Como a todas las cosas importantes, desde siempre se ha intentado reducir algo tan inefable como la amistad a categorías, pero ese esfuerzo taxonómico ha sido un fracasado empeño, porque, al escudriñar el alma humana, nos adentramos en unos territorios imposibles. Pese a ello, maestros como Aristóteles, que la consideraba un asunto ético de primera magnitud, han intentado describir las relaciones afectivas y hacérnoslas entender. En la perspectiva ética aristotélica existe la amistad perfecta, un querer altruista y desinteresado, una relación virtuosa que, por su propia esencia, perdura sin grandes problemas. Cosa diferente es la amistad utilitaria -quizás desde ese punto de vista de difícil encaje en ese sacrosanto espacio-. Por eso, la amistad perfecta encuentra terrenos inhóspitos en los que su germinación se hace improbable: la política, la contienda artística, la competencia profesional…

Somos células sociales que, en las relaciones interpersonales de amistad, precisamos de reciprocidad, cercanía, afinidad y colaboración. Pensamos, quizás ingenuamente, que en tiempos de crisis como los actuales, cuando hemos visto cercanas las orejas del lobo, cuando, callados e impresionados, contemplábamos la amenaza real de la muerte en el umbral de nuestros hogares, podríamos habitar un terreno más favorable para el encuentro con los otros.

Muchos, ensoberbecidos por el sacudir de lo instantáneo, de la vertiginosa brisa que hace apartar la vista del horizonte y observar vacuos brillos cegadores, creyéndose transfigurados de eternidades imposibles que terminan rezumando soledades, optan por la metadona que adormece el sentimiento, satisfaciéndose irrealmente con ese brebaje que no sacia la sed. Colocar sobre la propia cabeza el foco. Cerrar la mano a nuevas manos tendidas que ofrecen una incierta esperanza para explorar sinestesias. Ignorar a los que están enfrente. Olvidar al que hasta ayer llamaban amigo. Enterrarlo bajo una hojarasca de mustias excusas, de pretendidas afrentas que, apenas pasado un breve tiempo, se entreven difusas y descompuestas, pretiriendo la común etapa del camino en favor de yo mastodóntico, proyector de sombras devastadoras y desdeñosas que engullen descompasadamente luces y armonías.

Entre gritos de botellones que hoy salpican nuestro país, por encima del ruido del placer inmediato que ensordece el espacio urbano, hay inteligencia, hay esperanza y horizontes.

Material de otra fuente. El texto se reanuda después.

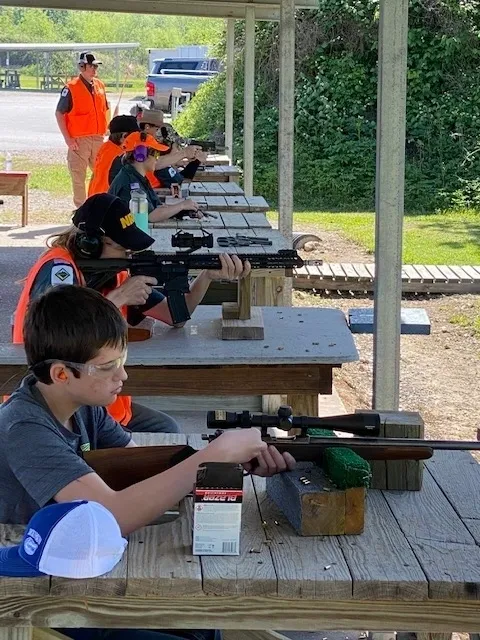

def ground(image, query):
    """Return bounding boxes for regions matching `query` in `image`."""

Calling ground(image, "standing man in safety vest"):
[55,52,109,209]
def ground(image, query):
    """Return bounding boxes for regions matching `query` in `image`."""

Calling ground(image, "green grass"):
[268,209,480,265]
[0,156,80,196]
[450,304,480,338]
[16,75,146,94]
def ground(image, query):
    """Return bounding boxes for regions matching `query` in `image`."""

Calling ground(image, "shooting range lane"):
[193,165,241,182]
[1,433,480,633]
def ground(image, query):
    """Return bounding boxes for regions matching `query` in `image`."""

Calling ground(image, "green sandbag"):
[307,428,372,489]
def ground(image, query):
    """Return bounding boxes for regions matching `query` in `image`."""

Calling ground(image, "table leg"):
[238,272,252,320]
[286,393,319,416]
[22,185,28,227]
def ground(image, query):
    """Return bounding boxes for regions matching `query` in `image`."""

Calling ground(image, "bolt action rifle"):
[76,248,303,326]
[83,407,480,491]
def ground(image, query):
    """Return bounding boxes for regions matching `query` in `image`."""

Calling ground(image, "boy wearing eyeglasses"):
[108,131,201,223]
[55,51,109,209]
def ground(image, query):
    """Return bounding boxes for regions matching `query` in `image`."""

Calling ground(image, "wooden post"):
[372,0,409,410]
[225,18,235,162]
[278,0,295,244]
[360,410,424,491]
[243,6,255,197]
[237,272,252,320]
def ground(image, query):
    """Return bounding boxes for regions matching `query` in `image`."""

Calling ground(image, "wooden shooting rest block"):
[270,410,425,536]
[221,272,265,340]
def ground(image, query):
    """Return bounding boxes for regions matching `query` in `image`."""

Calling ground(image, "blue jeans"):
[128,402,180,434]
[58,629,222,640]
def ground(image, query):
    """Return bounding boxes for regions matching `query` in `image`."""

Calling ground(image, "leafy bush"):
[175,0,480,213]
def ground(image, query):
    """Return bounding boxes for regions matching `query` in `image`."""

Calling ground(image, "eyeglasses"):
[39,352,127,378]
[147,149,162,159]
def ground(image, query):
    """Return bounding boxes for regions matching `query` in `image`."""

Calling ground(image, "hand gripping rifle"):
[83,407,480,491]
[76,248,303,326]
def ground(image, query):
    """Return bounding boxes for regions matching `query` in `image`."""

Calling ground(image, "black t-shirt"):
[108,164,161,213]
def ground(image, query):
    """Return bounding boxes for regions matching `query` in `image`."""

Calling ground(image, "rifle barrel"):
[270,436,480,461]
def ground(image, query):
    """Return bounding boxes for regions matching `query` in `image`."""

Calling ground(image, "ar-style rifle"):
[77,248,303,326]
[83,407,480,491]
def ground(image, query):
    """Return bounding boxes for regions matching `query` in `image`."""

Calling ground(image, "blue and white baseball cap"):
[0,501,127,578]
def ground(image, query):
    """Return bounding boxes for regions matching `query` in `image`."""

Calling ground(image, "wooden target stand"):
[221,273,265,340]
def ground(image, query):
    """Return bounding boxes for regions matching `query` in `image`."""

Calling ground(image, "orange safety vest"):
[88,139,122,197]
[65,76,108,139]
[12,247,132,426]
[146,171,162,189]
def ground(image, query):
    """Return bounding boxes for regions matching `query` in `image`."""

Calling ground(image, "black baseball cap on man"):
[78,52,102,66]
[72,193,154,252]
[109,115,139,135]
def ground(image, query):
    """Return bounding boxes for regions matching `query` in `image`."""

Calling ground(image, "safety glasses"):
[40,351,128,378]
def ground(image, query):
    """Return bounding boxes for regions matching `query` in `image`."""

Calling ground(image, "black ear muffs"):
[75,228,104,259]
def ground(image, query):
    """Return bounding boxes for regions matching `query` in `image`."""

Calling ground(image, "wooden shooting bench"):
[193,165,241,182]
[149,216,290,339]
[0,171,30,226]
[204,153,231,166]
[164,194,269,214]
[0,433,479,640]
[155,182,245,199]
[0,305,358,417]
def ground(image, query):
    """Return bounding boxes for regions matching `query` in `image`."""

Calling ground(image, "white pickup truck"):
[145,57,220,112]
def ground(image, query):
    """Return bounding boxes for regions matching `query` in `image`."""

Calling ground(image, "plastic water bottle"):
[5,152,12,171]
[129,191,139,217]
[134,190,149,233]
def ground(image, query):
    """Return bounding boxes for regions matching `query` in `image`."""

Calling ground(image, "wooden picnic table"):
[193,165,241,182]
[204,153,231,166]
[154,181,245,199]
[164,194,269,214]
[0,306,358,416]
[149,216,288,309]
[0,434,479,637]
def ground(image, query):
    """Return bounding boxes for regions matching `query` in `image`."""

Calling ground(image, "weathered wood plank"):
[126,433,203,597]
[413,265,435,283]
[0,527,50,597]
[252,476,352,600]
[187,435,277,596]
[426,451,480,523]
[424,265,448,282]
[351,263,372,281]
[2,596,480,632]
[342,263,361,280]
[461,266,480,281]
[448,266,473,283]
[219,212,250,228]
[383,470,480,599]
[329,263,347,280]
[245,196,270,212]
[244,213,272,229]
[436,265,461,282]
[403,265,421,281]
[338,491,428,600]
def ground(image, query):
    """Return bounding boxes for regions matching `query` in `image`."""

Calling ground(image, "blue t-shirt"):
[0,375,131,524]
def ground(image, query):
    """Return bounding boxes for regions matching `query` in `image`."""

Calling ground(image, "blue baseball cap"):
[0,501,127,578]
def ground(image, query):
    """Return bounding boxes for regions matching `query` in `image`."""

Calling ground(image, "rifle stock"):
[83,438,435,491]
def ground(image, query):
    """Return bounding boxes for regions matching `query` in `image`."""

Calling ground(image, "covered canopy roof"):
[0,0,318,20]
[0,43,140,52]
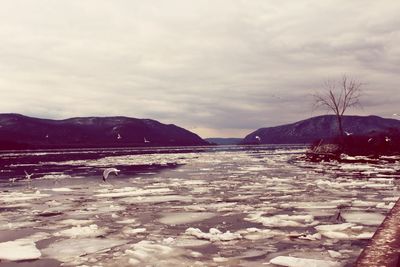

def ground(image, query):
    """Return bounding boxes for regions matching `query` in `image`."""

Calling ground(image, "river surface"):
[0,145,399,266]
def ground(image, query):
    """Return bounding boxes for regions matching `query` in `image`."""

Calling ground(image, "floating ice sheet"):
[0,239,41,261]
[269,256,342,267]
[43,238,127,262]
[341,211,385,226]
[185,227,242,242]
[159,212,215,225]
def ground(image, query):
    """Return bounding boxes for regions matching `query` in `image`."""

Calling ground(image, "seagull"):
[385,136,391,142]
[102,168,120,182]
[24,170,33,181]
[368,138,373,143]
[117,133,122,140]
[345,131,353,136]
[144,137,150,143]
[255,136,261,142]
[9,178,17,183]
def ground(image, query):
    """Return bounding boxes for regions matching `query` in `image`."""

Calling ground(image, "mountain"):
[241,115,400,144]
[0,113,208,149]
[205,138,243,145]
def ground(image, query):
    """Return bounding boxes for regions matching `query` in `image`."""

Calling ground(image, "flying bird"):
[24,170,33,181]
[9,178,17,184]
[255,136,261,142]
[144,137,150,143]
[385,136,391,142]
[368,138,373,143]
[117,133,122,140]
[345,131,353,136]
[102,168,120,182]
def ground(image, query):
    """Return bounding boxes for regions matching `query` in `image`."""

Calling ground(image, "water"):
[0,145,399,266]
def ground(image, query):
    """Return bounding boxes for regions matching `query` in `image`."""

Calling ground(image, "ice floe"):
[159,212,215,225]
[55,224,106,238]
[122,195,192,204]
[269,256,342,267]
[341,211,385,226]
[246,213,316,227]
[58,219,94,226]
[43,238,127,262]
[185,227,242,242]
[51,187,74,192]
[0,191,50,202]
[95,187,171,198]
[315,223,374,240]
[0,239,41,261]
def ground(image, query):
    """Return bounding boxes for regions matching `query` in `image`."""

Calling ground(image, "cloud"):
[0,0,399,137]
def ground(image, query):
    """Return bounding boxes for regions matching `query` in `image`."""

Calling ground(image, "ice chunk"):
[328,250,342,258]
[116,218,137,224]
[0,191,50,202]
[43,238,127,262]
[315,223,354,232]
[0,239,41,261]
[159,212,215,225]
[58,219,94,226]
[51,187,74,192]
[122,227,146,235]
[246,213,315,227]
[238,228,284,240]
[341,212,385,226]
[123,195,192,204]
[172,237,210,247]
[269,256,342,267]
[315,223,374,240]
[376,202,395,209]
[125,240,183,265]
[213,256,228,262]
[55,224,106,238]
[95,187,171,198]
[185,227,242,242]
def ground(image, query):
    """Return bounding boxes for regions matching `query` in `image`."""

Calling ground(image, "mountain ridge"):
[241,115,400,144]
[0,113,207,149]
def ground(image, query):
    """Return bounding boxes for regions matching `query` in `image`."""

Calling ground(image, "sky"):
[0,0,399,138]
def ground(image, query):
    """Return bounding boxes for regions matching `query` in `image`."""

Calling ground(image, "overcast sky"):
[0,0,399,138]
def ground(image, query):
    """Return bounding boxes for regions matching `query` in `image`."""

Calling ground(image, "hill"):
[241,115,400,144]
[0,114,207,149]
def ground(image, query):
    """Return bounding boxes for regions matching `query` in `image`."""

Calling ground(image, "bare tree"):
[313,75,362,141]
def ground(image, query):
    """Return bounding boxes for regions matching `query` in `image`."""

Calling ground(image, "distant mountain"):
[241,115,400,144]
[0,113,208,149]
[205,138,243,145]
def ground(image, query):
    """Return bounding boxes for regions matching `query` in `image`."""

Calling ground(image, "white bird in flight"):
[385,136,391,142]
[24,170,33,181]
[102,168,120,182]
[117,133,122,140]
[255,136,261,142]
[345,131,353,136]
[144,137,150,143]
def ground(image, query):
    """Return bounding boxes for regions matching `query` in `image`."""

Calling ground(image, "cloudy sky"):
[0,0,399,137]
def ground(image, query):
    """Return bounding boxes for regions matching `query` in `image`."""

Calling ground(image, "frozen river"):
[0,145,399,266]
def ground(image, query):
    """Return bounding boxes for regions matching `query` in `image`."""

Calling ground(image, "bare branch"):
[312,75,363,137]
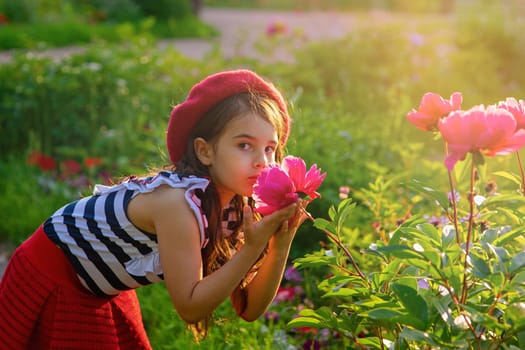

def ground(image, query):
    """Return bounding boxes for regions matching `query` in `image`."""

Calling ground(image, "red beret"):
[167,69,290,164]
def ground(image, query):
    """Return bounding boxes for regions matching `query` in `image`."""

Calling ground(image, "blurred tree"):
[131,0,193,20]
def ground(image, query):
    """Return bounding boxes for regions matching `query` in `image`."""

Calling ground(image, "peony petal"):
[282,156,306,190]
[449,92,463,110]
[253,166,297,215]
[407,92,463,132]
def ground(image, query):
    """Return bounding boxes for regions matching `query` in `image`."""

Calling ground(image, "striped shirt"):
[43,171,211,296]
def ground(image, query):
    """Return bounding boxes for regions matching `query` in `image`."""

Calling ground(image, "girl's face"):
[199,113,278,205]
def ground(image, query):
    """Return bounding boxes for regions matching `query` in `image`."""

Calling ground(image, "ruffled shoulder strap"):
[93,171,210,248]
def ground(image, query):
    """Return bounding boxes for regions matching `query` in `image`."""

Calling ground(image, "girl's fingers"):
[243,205,254,228]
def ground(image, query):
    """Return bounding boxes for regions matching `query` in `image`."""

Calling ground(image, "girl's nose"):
[253,151,268,168]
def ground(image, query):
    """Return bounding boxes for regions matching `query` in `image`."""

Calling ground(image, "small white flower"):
[413,243,424,252]
[474,195,486,206]
[454,314,471,330]
[325,249,334,257]
[85,62,102,71]
[442,224,456,238]
[438,285,450,296]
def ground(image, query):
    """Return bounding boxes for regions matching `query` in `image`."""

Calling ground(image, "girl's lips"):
[248,175,260,185]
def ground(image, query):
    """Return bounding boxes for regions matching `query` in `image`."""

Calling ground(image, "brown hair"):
[173,92,286,338]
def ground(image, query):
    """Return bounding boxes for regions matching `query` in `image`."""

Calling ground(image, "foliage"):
[290,92,525,348]
[132,0,193,20]
[0,0,216,50]
[0,156,90,242]
[293,191,525,348]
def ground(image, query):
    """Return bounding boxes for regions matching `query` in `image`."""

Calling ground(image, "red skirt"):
[0,226,152,350]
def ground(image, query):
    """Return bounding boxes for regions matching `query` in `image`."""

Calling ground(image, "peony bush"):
[288,93,525,349]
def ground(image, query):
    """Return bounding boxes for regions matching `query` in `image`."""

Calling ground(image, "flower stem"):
[461,156,476,304]
[322,228,367,281]
[444,142,461,245]
[302,207,367,280]
[516,151,525,196]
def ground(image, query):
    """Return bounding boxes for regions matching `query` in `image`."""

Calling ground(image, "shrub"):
[290,94,525,349]
[132,0,193,20]
[0,0,35,23]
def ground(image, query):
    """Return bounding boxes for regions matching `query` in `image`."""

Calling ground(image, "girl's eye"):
[238,143,251,150]
[265,146,276,153]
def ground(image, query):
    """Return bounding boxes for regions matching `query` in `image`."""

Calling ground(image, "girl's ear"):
[194,137,213,166]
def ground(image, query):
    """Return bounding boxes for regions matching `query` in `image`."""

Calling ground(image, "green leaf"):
[313,218,335,233]
[415,223,441,244]
[377,244,424,260]
[505,302,525,328]
[293,252,336,268]
[388,216,427,246]
[354,337,382,348]
[510,252,525,273]
[377,258,402,286]
[493,225,525,246]
[469,252,491,278]
[356,295,397,308]
[400,327,439,346]
[493,170,523,187]
[318,275,364,289]
[324,287,366,299]
[365,308,403,320]
[287,316,324,328]
[391,284,429,330]
[511,270,525,286]
[441,224,457,249]
[481,194,525,209]
[487,243,510,274]
[431,296,454,326]
[406,178,450,211]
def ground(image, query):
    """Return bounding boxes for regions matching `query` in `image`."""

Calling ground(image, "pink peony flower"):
[281,156,326,199]
[253,156,326,215]
[497,97,525,130]
[438,105,525,170]
[407,92,462,131]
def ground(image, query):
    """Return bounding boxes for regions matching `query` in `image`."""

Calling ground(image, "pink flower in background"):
[85,157,103,168]
[339,185,350,199]
[266,20,287,37]
[407,92,462,131]
[497,97,525,130]
[27,151,56,171]
[438,105,525,170]
[61,159,82,176]
[273,287,296,303]
[253,156,326,215]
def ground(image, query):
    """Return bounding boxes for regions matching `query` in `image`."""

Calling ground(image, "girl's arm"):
[232,205,306,321]
[150,188,296,324]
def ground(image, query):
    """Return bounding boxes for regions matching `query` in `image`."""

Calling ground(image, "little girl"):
[0,69,304,349]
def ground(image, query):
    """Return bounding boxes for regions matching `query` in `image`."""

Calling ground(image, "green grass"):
[0,17,217,50]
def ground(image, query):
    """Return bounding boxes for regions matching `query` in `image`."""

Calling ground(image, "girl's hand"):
[242,203,296,249]
[271,199,309,251]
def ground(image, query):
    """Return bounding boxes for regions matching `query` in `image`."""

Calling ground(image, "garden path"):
[0,6,429,276]
[0,7,423,64]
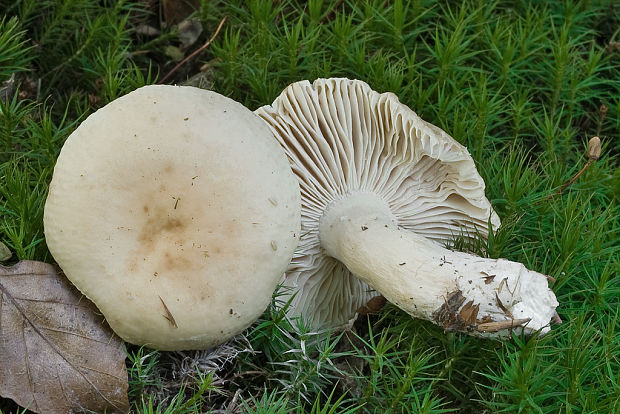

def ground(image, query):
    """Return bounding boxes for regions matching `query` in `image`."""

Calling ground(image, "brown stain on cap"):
[132,205,192,272]
[139,215,184,240]
[129,202,243,276]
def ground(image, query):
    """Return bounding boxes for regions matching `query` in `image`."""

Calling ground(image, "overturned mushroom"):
[44,85,300,350]
[255,78,559,338]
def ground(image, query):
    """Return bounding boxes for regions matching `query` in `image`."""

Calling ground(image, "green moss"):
[1,0,618,412]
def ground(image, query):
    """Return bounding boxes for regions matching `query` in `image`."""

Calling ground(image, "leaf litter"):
[0,260,129,414]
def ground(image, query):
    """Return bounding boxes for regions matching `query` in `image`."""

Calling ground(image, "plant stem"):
[158,17,227,84]
[558,159,593,194]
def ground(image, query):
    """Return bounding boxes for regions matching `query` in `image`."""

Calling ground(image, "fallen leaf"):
[495,293,513,318]
[181,66,215,90]
[163,0,200,25]
[0,73,15,103]
[0,261,129,414]
[136,23,161,36]
[0,241,11,261]
[164,45,185,62]
[178,18,203,48]
[356,295,386,315]
[480,271,495,284]
[458,300,479,325]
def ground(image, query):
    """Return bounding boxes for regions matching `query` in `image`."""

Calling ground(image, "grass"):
[0,0,618,412]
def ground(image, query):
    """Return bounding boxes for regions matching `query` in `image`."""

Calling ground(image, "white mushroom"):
[255,78,559,338]
[44,85,301,350]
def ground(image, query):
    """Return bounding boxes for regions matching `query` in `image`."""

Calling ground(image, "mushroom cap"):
[255,78,500,328]
[44,85,301,350]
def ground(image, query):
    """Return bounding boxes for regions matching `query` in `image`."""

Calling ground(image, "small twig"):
[158,16,227,84]
[226,389,243,412]
[476,318,531,333]
[557,159,593,194]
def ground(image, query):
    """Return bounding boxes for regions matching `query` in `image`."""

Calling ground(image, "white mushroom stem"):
[319,193,559,337]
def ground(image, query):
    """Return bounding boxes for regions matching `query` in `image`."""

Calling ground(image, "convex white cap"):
[44,85,301,350]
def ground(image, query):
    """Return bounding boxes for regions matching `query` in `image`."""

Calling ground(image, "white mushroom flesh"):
[320,192,558,336]
[44,85,301,350]
[256,78,559,337]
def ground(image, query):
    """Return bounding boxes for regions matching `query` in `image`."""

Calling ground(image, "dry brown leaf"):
[0,241,11,261]
[178,18,203,48]
[163,0,200,25]
[356,295,387,315]
[458,300,480,325]
[0,260,129,414]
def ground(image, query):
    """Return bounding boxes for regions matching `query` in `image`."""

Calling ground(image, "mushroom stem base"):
[318,192,559,338]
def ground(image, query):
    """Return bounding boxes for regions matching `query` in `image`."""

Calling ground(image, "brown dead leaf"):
[495,293,513,319]
[0,241,11,261]
[0,260,129,414]
[0,74,15,103]
[480,271,495,284]
[178,18,203,48]
[356,295,387,315]
[458,300,479,325]
[432,290,468,332]
[163,0,200,25]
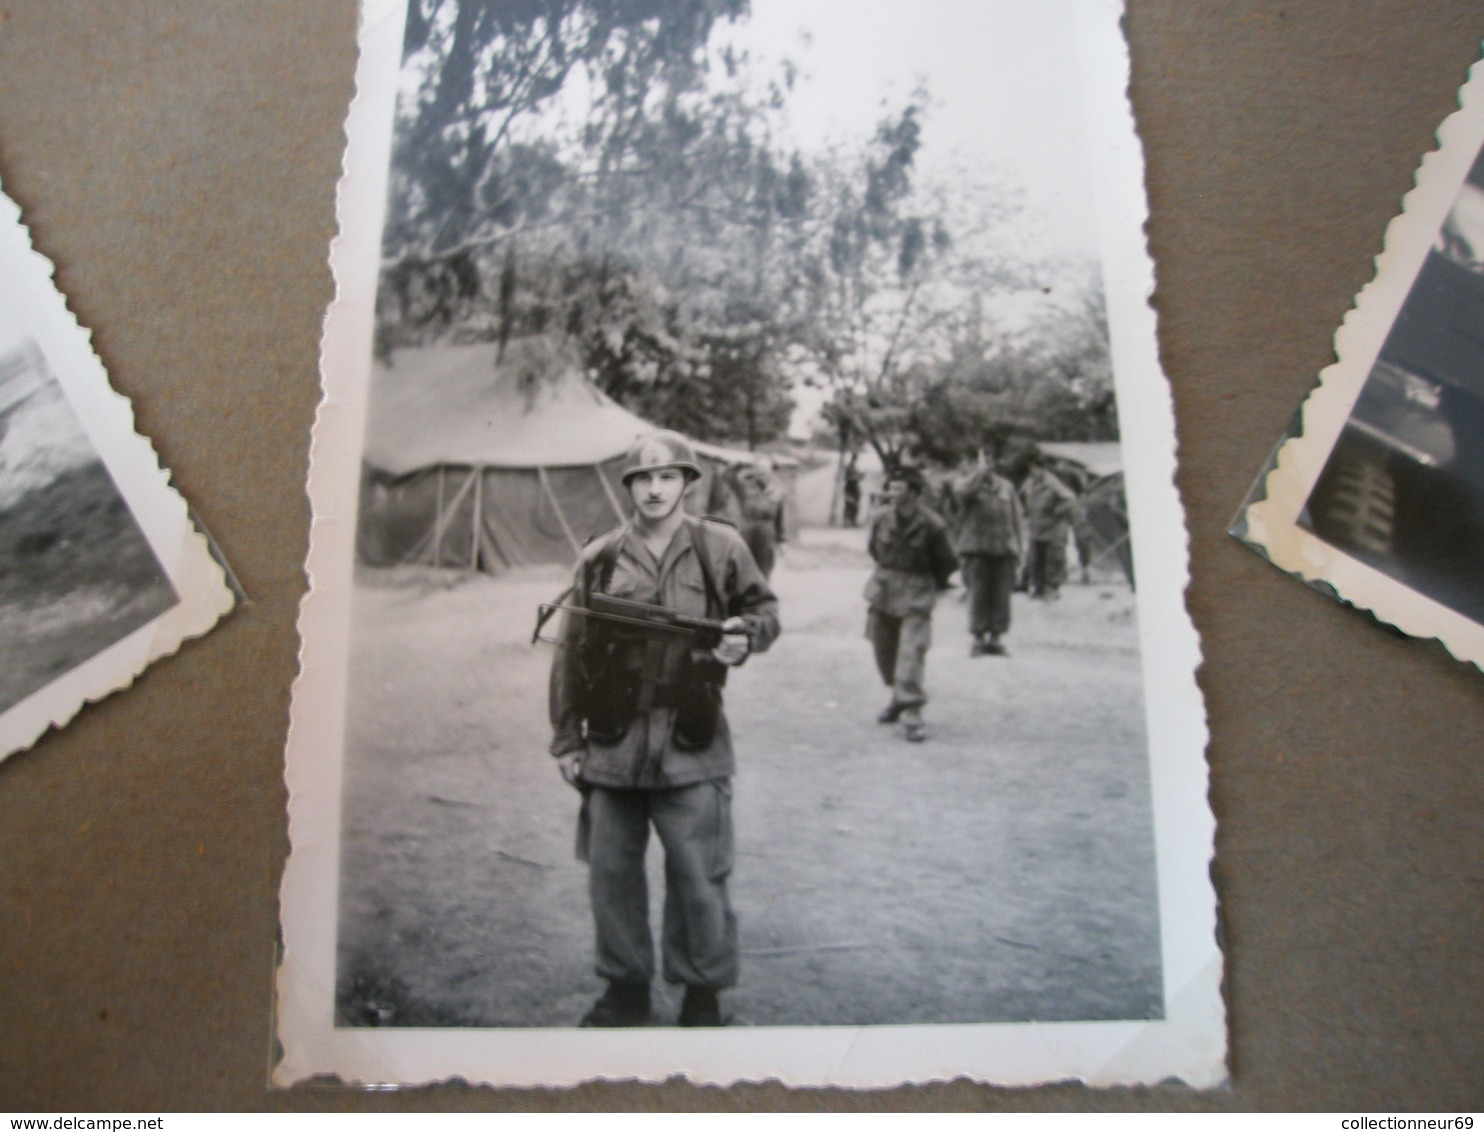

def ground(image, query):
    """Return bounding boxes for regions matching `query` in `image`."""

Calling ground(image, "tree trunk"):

La imperfección de la que estamos construidos permite brotar sentimientos nobles en esos intersticios que salpican la existencia, haciéndola mejor y más satisfactoria, lejos de horizontes idílicos o utópicos, permitiéndonos experiencias positivas que nacen de la autoafirmación que supone el encuentro con el otro, el descubrir los lugares, las visiones y las experiencias compartidas, distinguir enfrente rasgos vitales, sentimientos y realidades reflejadas en un espejo que nos identifica y que, detrás, esconde silencios que no han podido remontar su vuelo.

Hay que seguir, como nos decía Federico García Lorca, echando las redes hechas con hilos de esperanza y nudos de poesía.